Labor bureau recognizes Fukushima worker’s ill health as work-related

October 21, 2015
A labor inspection bureau in Fukushima Prefecture recognized on October 21 that a male worker developed leukemia as a result of his work at the crippled Fukushima Daiichi Nuclear Power Plant.

This is the first time that labor authorities recognized as work-related the cancer or leukemia which workers contracted after working at the disabled power station. The Tomioka Labor Standards Inspection Office stated in the certificate that “there is no denying a relation between the worker’s disease and his exposure to radiation during his work assignment.”

According to the Labor Ministry, the man had been engaged in work such as covering the damaged reactor with panels between October 2012 and December 2013. The doses of radiation he was exposed to during that period total 15.7 mSv. Together with the period of time when he was working at other nuclear power plants, the worker had been exposed to a total of 19.8 mSv of radiation in one and a half years.

In January 2014, the man had a health problem and consulted a doctor. Diagnosed as leukemia, he applied for official recognition of his disease as work-related.
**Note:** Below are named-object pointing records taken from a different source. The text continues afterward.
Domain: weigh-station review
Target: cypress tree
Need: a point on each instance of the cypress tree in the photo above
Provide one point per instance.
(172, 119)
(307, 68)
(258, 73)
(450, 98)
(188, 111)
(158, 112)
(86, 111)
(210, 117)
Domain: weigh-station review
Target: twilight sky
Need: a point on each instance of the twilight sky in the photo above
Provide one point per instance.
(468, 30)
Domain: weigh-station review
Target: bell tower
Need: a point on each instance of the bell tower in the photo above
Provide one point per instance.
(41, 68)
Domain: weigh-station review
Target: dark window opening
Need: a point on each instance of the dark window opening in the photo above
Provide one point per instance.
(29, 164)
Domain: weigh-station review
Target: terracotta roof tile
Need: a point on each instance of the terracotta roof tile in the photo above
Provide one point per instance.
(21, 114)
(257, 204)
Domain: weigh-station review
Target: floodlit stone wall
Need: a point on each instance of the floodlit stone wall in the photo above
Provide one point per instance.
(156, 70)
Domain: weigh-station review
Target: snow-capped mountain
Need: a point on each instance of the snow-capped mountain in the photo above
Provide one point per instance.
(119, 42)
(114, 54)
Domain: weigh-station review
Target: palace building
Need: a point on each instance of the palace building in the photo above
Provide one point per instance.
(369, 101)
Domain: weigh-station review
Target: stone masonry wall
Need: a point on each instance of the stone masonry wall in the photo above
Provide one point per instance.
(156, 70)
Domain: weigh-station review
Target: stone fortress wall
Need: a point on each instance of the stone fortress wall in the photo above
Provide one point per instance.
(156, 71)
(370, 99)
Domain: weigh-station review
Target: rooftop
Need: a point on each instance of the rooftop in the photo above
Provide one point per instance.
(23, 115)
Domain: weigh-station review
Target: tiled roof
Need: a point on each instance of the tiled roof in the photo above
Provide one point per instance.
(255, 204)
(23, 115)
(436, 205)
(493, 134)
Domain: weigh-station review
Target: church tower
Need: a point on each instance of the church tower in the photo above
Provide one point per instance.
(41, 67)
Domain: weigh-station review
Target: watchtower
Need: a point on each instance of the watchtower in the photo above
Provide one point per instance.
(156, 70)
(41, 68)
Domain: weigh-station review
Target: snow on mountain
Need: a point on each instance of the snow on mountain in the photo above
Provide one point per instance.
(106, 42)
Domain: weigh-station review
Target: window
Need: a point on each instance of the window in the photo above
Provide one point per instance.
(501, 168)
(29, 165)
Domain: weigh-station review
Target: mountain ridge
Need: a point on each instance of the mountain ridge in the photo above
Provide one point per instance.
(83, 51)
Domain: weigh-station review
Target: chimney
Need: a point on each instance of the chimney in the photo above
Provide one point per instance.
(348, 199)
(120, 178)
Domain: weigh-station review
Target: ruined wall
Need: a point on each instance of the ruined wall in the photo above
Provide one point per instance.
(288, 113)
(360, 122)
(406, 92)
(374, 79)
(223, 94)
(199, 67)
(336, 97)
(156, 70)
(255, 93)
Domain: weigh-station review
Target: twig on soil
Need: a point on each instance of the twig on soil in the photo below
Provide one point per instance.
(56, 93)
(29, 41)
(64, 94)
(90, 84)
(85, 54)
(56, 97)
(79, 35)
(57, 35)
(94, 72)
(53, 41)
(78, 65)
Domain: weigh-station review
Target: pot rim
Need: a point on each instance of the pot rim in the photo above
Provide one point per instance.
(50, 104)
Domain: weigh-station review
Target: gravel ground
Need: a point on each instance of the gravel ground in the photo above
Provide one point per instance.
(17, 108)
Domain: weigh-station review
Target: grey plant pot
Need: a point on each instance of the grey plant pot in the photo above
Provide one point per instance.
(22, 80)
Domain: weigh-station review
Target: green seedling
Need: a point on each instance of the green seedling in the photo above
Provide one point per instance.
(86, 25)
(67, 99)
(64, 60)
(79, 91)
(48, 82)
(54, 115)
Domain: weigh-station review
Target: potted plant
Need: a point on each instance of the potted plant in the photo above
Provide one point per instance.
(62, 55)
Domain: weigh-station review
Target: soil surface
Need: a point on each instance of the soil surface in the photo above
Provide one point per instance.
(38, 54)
The Labor Ministry’s certification standards for work-caused accidents stipulate that if a worker develops leukemia after being exposed to more than 5 mSv a year and no other causes like virus infections can be found, his/her disease shall be recognized as work-related.

Labor inspection authorities are now examining four other similar applications from workers who worked at the Fukushima power station after the meltdown disaster in 2011. The number of applications of this kind is expected to increase from now on.

At present, nearly 7,000 workers are working at the Fukushima plant every day. The plant operator, Tokyo Electric Power Company (TEPCO), said that the number of workers who were exposed to over 5 mSv of radiation a year at the complex was about 5,000 in 2012, 4,900 in 2013, and 6,600 in 2014.